Talk: Employees with many years at a company, who have developed great expertise and know how to get things done, often have others seek their input and time. These employees are therefore incredibly valuable, not only for their own contribution, but the way they enable others. However, job satisfaction is often lower for these passionate experts, who might find their time spread too thinly and their day too fractured to do the kind of work they enjoy and find meaningful. Thankfully, there are ways to mitigate this, and help our most effective engineers remain effective despite being the go-to person.Takeaways:

  • Learn why generosity burnout happens and its impacts
  • Learn how to be an expert without burning out
  • Learn how to utilise your company’s experts without burning them out

References: While I don’t consider myself an “expert” in Generosity Burnout, I was lucky enough to attend a People Management class run by Reb Rebele this year, who is. This talk attempts to summarise his work with Adam Grant and contextualise it for software engineers. If you can’t make the talk, I recommend you go straight to the source: https://hbr.org/2017/01/beat-generosity-burnout.

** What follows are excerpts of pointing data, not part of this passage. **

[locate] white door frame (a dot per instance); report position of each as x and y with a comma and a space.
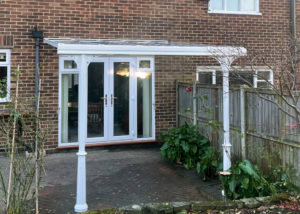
83, 62
105, 60
132, 98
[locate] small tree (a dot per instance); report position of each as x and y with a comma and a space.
21, 132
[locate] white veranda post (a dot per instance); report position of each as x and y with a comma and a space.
81, 205
225, 65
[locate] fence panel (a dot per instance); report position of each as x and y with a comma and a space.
271, 132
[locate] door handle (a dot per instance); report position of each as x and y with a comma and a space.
112, 98
105, 99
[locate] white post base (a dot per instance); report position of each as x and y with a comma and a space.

Bio: I’m Alex Finkel (https://www.linkedin.com/in/alex-finkel-5423299a/). I worked at Google as a corp infrastructure SRE for two years, then at a science education startup called Stile for the last seven! I’m professionally interested in product development, reliability engineering, and people management, and intend to contribute my career as much as possible towards supporting science and education. I’m expecting my first child in August this year, and love to spend as much time reading sci-fi/fantasy, playing D&D, ballroom dancing and eating noodles as possible.